Parmi les accords de Paris, il y eut la signature du protocole modifiant et complétant le traité de Bruxelles de 1948. Le traité de Bruxelles dit «modifié» permit à la fois de rassurer la France face à la RFA autorisée à réarmer sous contrôle (cf. les protocoles au traité), de confirmer la solidarité commune automatique en cas d’agression territoriale, de renforcer la confiance entre capitales européennes, «d’atlantiser» indirectement la défense occidentale européenne et de favoriser temporairement les relations diplomatiques entre Londres et les États qui fondèrent la Communauté économique européenne (CEE).
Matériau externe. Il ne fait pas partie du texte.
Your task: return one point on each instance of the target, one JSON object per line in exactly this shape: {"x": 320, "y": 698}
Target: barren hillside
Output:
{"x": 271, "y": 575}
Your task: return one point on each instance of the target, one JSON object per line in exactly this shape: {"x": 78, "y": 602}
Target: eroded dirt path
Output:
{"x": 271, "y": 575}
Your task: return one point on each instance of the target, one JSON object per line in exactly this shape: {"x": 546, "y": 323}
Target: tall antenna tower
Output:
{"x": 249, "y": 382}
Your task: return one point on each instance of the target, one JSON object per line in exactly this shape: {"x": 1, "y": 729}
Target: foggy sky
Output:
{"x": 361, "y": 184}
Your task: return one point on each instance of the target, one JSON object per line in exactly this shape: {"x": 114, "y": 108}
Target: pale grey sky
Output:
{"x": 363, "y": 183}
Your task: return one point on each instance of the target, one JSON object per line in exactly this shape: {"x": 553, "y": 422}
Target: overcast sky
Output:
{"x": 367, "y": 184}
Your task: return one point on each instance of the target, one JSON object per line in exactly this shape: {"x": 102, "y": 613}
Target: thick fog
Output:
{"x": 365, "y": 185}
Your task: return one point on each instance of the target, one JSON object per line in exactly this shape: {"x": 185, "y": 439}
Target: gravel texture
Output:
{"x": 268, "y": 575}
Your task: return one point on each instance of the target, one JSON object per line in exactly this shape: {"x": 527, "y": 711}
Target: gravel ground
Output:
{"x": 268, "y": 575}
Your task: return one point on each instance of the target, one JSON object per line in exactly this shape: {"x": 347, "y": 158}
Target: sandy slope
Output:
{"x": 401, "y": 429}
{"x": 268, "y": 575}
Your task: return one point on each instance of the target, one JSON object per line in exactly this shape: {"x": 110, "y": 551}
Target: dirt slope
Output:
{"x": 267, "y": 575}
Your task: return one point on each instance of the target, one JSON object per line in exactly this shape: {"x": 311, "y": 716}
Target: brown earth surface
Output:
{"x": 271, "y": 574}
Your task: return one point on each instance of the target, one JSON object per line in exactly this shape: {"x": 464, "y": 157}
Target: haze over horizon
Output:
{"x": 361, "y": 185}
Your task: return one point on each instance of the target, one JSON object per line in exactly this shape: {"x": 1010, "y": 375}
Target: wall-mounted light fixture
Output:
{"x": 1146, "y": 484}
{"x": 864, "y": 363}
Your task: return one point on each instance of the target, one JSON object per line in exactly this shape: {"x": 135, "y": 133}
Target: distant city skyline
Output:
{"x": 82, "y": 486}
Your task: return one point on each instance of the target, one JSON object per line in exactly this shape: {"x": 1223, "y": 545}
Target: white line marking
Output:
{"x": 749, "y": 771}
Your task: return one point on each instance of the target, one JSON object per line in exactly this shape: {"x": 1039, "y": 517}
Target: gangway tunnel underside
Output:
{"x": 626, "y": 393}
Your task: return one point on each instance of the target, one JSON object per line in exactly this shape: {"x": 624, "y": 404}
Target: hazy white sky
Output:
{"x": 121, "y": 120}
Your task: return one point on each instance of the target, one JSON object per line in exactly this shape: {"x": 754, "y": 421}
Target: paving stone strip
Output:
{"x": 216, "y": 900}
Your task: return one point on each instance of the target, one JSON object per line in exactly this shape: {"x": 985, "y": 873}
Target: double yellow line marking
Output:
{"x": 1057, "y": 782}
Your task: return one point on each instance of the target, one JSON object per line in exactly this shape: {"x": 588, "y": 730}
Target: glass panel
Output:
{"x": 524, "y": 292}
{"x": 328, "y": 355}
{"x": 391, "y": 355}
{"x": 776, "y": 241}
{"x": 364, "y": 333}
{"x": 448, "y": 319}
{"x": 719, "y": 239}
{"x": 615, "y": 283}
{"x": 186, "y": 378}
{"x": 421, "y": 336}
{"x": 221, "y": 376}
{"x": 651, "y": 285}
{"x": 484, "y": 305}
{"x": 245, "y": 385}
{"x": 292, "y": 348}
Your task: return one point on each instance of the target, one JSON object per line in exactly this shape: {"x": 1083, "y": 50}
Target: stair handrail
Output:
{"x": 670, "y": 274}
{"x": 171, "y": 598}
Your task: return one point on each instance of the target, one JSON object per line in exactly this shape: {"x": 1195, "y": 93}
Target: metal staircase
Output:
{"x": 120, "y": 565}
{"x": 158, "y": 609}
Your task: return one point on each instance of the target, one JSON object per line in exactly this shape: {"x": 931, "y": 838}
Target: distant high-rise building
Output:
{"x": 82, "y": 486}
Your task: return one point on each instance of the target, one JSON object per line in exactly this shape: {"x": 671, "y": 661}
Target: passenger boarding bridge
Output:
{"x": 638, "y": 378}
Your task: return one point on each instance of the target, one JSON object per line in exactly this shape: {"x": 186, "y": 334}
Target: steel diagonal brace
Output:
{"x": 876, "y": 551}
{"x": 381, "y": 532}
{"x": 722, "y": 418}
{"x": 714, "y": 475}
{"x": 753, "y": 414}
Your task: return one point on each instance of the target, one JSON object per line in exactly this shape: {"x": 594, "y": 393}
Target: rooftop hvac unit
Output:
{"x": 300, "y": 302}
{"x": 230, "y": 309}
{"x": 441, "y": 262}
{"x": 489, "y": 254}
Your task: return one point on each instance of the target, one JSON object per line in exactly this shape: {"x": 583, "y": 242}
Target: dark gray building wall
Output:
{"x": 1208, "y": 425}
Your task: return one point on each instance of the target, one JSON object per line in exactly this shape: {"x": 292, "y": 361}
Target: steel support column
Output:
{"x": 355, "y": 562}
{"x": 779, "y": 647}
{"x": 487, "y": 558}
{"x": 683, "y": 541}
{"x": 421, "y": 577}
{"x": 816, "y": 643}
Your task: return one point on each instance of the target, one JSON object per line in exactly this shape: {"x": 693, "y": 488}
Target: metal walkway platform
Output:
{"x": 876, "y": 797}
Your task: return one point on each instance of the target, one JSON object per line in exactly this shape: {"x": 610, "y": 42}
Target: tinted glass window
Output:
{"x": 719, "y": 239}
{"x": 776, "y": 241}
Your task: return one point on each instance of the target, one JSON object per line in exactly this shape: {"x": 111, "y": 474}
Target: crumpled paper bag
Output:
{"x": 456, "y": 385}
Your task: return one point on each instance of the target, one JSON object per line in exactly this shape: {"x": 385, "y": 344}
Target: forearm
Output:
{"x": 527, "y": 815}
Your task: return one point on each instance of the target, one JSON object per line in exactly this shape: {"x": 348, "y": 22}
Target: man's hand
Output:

Mais assez vite, l’UEO vit ses tâches progressivement altérées par le poids des instances de l’Alliance atlantique et l’affirmation des Communautés européennes. Cette situation rendit peu visible l’organisation européenne de sécurité et de défense qui, progressivement, tomba en léthargie. Le refus des doubles emplois en termes militaire, économique, culturel, social et politique se fit donc au détriment du traité de Bruxelles modifié, quand bien même le Conseil de l’UEO continuait à veiller à ce que l’OTAN développe une perception européenne de la sécurité et non exclusivement américaine. De son côté, l’Assemblée parlementaire de l’UEO était attentive au maintien de toutes les compétences du Conseil de l’UEO.


Aussi, vit-on l’UEO se faire discrète entre 1973 et 1984 après la résolution de la question sarroise et les quelques débats fin des années cinquante et au cours des années soixante concernant le rôle de l’arme nucléaire en Europe et ou encore l’élargissement des Communautés. L’organisation du traité de Bruxelles modifié fut alors considérée comme une sorte d’outil de contrôle européiste au sein de l’Alliance tout en devenant un organe transitoire facilitant l’avènement des Communautés européennes.


(décembre 2009)



(1) La «défense de l’avant» est un concept qui concernait l’engagement des forces nucléaires et conventionnelles de l’OTAN dans la défense de la frontière entre la RFA à la République démocratique allemande. Ce concept a évolué dans le temps, depuis le retrait à l’ouest du Rhin avant de lancer la contre-attaque jusqu’à l’organisation des unités militaires alliées en RFA au plus près du «rideau de fer» afin de défendre le territoire de l’OTAN et tenter de réduire la surface géographique hypothétiquement concédée à l’adversaire en cas de confrontation militaire entre blocs à partir des deux Allemagne.

(2) Organisation de défense de l’Union occidentale. Relevons que c’est le 20 décembre 1950 que le Conseil des Cinq de l’Union occidentale décida de fusionner l’ODUO avec l’OTAN et le SACEUR.

(3) Assemblée composée des membres de l’Assemblée commune de la Communauté européenne du charbon et de l’acier auxquels se sont ajoutés neuf membres de l’Assemblée consultative du Conseil de l’Europe.

(4) Les cinq États parties au traité de Bruxelles, la RFA, l’Italie, les États-Unis et le Canada.

(5) L’Italie étant déjà membre de l’OTAN.